Both components carry a weightage of 30% (SL) or 20% (HL) of the computer science course.

==Collaborative Sciences Project==
All students of the Diploma Programme in any of these subjects, with the exception of environmental systems and societies, were compulsorily to complete an inter-disciplinary and collaborative investigation called the Group 4 project(now called the Collaborative Sciences Project), which, from the last syllabus revision of 2015, is no longer required. The Group 4 project assessment used to be included in the internal assessment marks. Students undertaking two or more group 4 courses will obtained the same mark for all of the courses.

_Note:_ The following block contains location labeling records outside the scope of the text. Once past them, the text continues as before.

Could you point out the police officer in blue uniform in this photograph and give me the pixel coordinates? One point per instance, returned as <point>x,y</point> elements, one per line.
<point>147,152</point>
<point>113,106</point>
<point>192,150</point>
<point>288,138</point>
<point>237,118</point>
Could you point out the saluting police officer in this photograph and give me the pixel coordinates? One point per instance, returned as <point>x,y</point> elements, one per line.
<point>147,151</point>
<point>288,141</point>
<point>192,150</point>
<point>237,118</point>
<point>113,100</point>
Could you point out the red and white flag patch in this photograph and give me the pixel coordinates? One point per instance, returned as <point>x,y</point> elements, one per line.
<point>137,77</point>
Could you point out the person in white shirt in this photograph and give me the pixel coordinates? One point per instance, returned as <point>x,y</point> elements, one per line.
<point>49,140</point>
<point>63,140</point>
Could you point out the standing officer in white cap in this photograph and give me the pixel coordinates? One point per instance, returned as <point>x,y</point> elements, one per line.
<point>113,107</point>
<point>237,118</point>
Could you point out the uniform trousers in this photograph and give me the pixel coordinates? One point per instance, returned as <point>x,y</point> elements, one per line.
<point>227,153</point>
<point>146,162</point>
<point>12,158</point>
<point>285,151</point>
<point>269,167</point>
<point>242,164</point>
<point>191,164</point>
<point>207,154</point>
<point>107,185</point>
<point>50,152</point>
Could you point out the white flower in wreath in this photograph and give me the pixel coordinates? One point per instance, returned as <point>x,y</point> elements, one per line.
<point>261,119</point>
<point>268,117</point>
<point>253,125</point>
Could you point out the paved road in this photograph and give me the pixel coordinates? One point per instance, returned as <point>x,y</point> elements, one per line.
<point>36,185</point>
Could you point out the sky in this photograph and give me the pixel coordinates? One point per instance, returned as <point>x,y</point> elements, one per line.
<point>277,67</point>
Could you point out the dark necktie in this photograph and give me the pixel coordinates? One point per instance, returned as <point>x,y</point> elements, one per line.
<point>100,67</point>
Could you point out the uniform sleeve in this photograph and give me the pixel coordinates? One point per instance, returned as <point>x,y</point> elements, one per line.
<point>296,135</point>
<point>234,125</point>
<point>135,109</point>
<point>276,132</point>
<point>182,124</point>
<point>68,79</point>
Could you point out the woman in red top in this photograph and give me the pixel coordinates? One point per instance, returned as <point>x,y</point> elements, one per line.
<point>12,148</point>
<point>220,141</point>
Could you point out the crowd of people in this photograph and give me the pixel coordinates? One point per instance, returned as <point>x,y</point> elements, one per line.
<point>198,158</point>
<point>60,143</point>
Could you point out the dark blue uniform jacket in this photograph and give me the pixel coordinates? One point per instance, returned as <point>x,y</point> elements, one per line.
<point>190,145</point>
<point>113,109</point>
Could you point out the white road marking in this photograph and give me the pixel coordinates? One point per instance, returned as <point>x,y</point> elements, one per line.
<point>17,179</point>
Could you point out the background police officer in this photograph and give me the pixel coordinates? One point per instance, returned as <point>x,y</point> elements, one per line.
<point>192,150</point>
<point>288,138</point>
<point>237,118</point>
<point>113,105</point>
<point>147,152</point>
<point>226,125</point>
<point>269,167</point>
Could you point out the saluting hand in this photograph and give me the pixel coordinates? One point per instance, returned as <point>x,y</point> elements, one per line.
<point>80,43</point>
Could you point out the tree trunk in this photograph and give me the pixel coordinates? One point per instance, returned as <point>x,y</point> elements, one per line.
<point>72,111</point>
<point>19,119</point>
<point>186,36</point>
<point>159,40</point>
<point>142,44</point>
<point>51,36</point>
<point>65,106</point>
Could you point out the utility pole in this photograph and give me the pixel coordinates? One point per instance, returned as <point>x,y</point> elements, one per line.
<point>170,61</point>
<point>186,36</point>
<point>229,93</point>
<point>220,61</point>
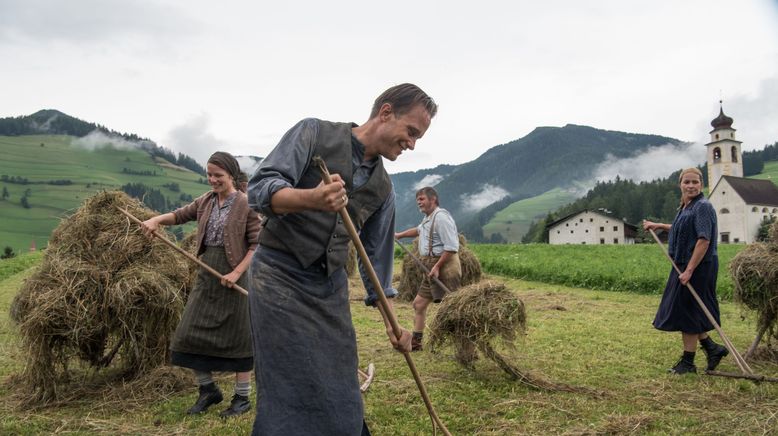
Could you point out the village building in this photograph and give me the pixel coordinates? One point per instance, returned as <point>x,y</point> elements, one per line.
<point>593,227</point>
<point>741,204</point>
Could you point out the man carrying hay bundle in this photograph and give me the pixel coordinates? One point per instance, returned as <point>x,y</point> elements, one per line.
<point>438,245</point>
<point>300,314</point>
<point>214,333</point>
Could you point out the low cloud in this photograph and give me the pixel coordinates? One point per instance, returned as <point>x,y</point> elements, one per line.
<point>428,180</point>
<point>479,200</point>
<point>655,163</point>
<point>97,139</point>
<point>194,139</point>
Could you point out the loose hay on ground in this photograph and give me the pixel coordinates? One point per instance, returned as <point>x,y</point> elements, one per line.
<point>102,291</point>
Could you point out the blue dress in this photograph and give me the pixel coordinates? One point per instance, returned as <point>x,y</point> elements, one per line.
<point>678,310</point>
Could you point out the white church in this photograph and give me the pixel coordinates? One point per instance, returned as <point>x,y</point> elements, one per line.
<point>741,204</point>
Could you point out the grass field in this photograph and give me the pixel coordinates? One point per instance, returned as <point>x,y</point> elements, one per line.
<point>639,268</point>
<point>587,338</point>
<point>514,221</point>
<point>769,172</point>
<point>89,171</point>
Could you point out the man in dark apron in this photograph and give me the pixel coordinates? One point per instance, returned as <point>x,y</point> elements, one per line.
<point>304,340</point>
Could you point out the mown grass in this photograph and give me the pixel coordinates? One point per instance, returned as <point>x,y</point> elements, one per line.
<point>597,339</point>
<point>639,268</point>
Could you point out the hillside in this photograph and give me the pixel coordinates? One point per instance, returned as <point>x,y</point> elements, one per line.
<point>545,159</point>
<point>57,175</point>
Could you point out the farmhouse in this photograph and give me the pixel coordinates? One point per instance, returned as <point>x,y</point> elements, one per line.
<point>741,204</point>
<point>591,227</point>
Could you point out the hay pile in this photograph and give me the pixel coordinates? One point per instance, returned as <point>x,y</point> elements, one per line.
<point>412,274</point>
<point>102,291</point>
<point>754,271</point>
<point>476,315</point>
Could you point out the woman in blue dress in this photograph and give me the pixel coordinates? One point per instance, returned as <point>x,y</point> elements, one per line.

In 2024, the Group 4 Project was renamed into the Collaborative Sciences Project. While it remains a requirement for Diploma Programme candidates, it is no longer graded. Instead, students are asked to submit a brief 100 word reflection of upon its completion, focusing on their personal experience, the collaborative process, and the skills gained.

== Differences with AP course content ==
While AP Physics C is specifically calculus-based, the IB Physics SL and HL courses primarily utilize algebra and trigonometry.